Man fragt sich, wie konnte es zu so einem verheerenden Ausmaß kommen? Ist das noch normal, oder ist das doch schon eine Folge der Klimaveränderung?
Ich habe Fakten und Äußerungen in den Medien verfolgt, die dazu, auch in Hinblick auf den Ende August in Johannesburg stattgefundenen Weltgipfel für nachhaltige Entwicklung, gemacht wurden.
Unep Chef Klaus Töpfer fordert klare Absprachen auf dem „Nachhaltigkeitsgipfel”.
Der Begriff: „Nachhaltigkeit” wurde zuerst von einem Förster geprägt. Er lautet in etwa: Die nachhaltige Entwicklung ist eine ökonomische, soziale und ökologische Entwicklung. Die weltweiten Bedürfnisse der gegenwärtigen Generation befriedigt, ohne die Lebenschancen künftiger Generationen zu gefährden.

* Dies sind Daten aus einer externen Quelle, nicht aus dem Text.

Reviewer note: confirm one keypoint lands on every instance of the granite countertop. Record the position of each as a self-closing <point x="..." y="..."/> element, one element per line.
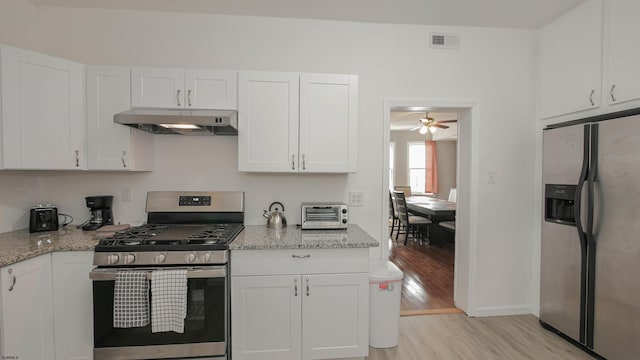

Es ist ein Wandlungsprozess, der zu neuen Wertvorstellungen und Konsumgewohnheiten führen soll.
Unep-Chef Töpfer sagte: „Die Menschen müssen endlich begreifen, dass sie sich an die Erfordernisse der Natur anzupassen haben. Der Klimawandel ist bereits im Gange und nicht mehr rückgängig zu machen. Man kann nur das Ausmaß dieses Wandels beeinflussen.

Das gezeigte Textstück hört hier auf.